Encore un billet qu'il faut que je m'imprime pour pouvoir le lire a tete reposee, mes copains de train vont encore se demander pourquoi je me marre. Le beurre dousx, MDR!
Je te laisse l'ananas... et je prends le reste!!!
J'imagine bien les thons en train de sauter dans les boîtes! :-D MDR!
Ton plat est magnifique de saveurs et de raffinement. :-)
Je n'ai pas le temps de tout lire, mais j'ai voulu m'aérer en passant dans ta cuisine et j'ai bien fait. J'ai lu attentativement la recette et là je dis bravo, l'ami. Les épices que tu maries avec ce sucré salé me parlent tout particulièrement et puis j'ai bien ri à lire ton autosatisfaction si palpable.

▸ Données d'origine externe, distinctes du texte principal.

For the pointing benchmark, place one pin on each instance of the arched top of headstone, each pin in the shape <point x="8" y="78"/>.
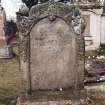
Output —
<point x="51" y="10"/>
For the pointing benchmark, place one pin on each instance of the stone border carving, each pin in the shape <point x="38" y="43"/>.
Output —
<point x="52" y="10"/>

Allez, c'est entendu, tu m'as convaincue, je vais l'essayer, de toute manière cela fait belle lurette que je me dis qu'il faut que j'affronte le thon, alors pourquoi pas de cette manière. Pour l'édition suivante, je regrette, tu te trompes, le beurre n'est pas un produit sucré, c'est un produit inconnu, tu le connais toi?

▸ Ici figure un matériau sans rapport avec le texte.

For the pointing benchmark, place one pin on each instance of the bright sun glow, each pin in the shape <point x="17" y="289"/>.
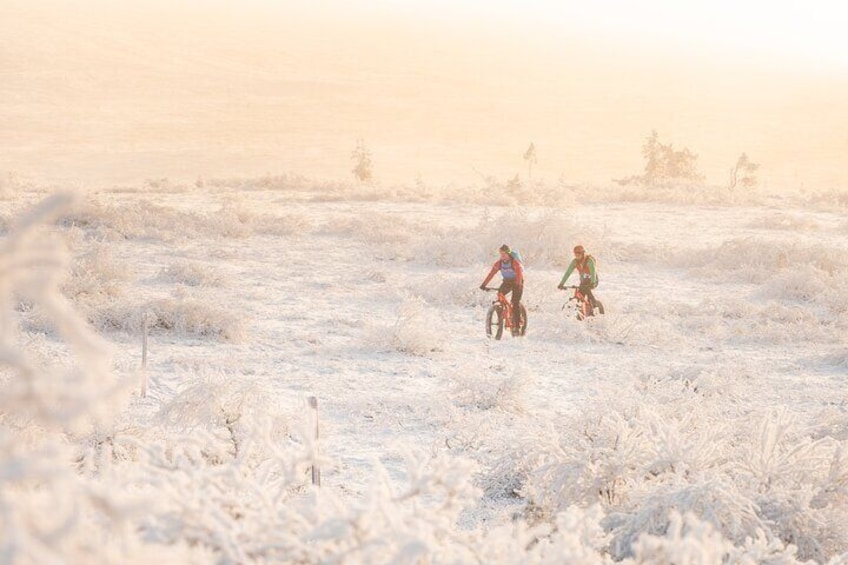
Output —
<point x="792" y="33"/>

Quelle assiette !!! T'aurais pas dû faire un truc si alléchant si tu ne vouslais pas tenter le jury ;)
Ca a l'air vraiment délicieux, et moi j'adore les vermicelles croustillants !
J'ai jamais acheté du thon autrement qu'en boîte, que de premières fois tu nous fais faire !!! ;-)) Ca doit le faire ça en curry non ?

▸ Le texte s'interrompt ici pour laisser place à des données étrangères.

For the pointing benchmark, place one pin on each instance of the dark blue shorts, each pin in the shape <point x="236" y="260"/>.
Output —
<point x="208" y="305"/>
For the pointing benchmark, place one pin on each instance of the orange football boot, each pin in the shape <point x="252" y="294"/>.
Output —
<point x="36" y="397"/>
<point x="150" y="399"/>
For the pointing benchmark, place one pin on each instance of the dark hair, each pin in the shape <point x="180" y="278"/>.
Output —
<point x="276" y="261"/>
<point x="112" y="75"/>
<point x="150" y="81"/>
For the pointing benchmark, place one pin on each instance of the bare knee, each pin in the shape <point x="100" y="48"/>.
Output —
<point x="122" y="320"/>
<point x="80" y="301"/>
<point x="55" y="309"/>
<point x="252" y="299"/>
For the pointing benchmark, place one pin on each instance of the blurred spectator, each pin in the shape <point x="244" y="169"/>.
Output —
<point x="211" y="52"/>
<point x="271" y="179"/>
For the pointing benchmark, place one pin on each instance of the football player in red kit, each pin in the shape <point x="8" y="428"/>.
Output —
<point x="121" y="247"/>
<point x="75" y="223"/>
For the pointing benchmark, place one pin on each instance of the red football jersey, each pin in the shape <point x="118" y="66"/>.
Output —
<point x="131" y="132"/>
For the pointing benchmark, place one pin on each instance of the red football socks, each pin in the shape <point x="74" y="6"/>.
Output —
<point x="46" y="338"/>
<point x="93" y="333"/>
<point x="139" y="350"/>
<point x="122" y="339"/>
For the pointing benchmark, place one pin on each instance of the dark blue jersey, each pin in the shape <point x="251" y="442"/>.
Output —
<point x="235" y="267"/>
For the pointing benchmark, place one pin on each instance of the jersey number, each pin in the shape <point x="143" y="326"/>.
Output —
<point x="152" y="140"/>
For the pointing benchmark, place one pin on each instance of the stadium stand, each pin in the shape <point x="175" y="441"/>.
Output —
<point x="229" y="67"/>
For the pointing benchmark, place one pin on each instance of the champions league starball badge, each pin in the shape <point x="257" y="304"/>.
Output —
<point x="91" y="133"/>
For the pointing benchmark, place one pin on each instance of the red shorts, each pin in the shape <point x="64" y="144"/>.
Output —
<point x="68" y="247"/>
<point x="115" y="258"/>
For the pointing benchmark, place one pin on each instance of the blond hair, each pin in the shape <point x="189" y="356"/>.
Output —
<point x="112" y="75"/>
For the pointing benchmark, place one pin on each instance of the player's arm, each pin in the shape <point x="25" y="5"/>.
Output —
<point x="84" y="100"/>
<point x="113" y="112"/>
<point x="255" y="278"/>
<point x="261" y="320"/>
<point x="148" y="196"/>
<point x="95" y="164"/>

t'as vu, je me replonge un peu dans les blogs, c'est reparti ! ;)
Bonjour Patrick,
Tu t'offres le luxe d'une pub sur France Inter !!!
J'ai été contente de t'écouter.
Cordialement
France Inter
Juste un petit bonjour pour dire que c'était bien sympa de t'entendre sur France Inter à l'instant.
juste un petit mot pour te dire que ton intervention dans les carnets de campagne de Philippe Bertrand était très agréable.
France inter aussi
Dans ma voiture à écouter France Inter entre 2 rendez vous, c'est pourtant rare que je sois en voiture à cette heure là, j'ai eu le réel plaisir de t'entendre. Mais je me suis trompé de chemin !! J'en profite pour te poser une question que faire avec du mérou, c'est pas très breton mais tu dois avoir des idées.
A bientôt
Parfaite ton intervention sur France Inter ! Je suis tombée dessus par le plus grand des hasards, pas tout à fait au début, mais j'ai tout de suite compris qu'il s'agissait de toi ! J'ai beaucoup aimé ton ton ! Ton thon aussi d'ailleurs, cours très instructif ! ;-)
Maman , mais pourquoi faut il que j'arrive arés la bataille moi ?
bon j'adore le thon , ta recette , tes récits et je suis toujours là ....
à bientot+gARANCE
Je ne mange plus de thon rouge depuis 3 ans, pourtant, j'aime ça... Après j'ai une petite question. Tu conseilles d'acheter en boite du thon albacore ou du thon germon ? Je suis paumée sérieux. En tout cas, ton billet est très instructif une fois de plus, il montre à quel point nous les consommateurs devont inverser la balance. Comme les eaux, les huiles, mais pas pour les mêmes raisons, nous devons varier le poisson dans nos assiettes, arrêter d'acheter du thon, du cabillaud, du saumon... Ce sont là des effets de mode mais surtout les poissonniers qui mettent bien en avant des filets déjà préparés. Alors les ménagères, soucieuses de leur santé et de celles de leurs enfants, en achètent en toute bonne conscience. Il faut manger du poisson c'est certain, mais il y a là un vrai travail d'éduction auprès du consommateur, sur le long terme. Tu apportes ta pierre à l'édifice Patrick sois en certain.
ah j'ouliais, j'apprécie toutefois énormément ta recette :)
Félicitations au gagnant de cette dernière édition bravo!!!
Félicitations Patrick, une victoire bien méritée !
très chouette recette! félicitations
j'aime ton ton
rien à rajouter, thon , sésame, ananas, vermicelle, une invitation à la débauche au palais,
Me voilà conquise par le thon du Pacifique ... je pars à la pêche.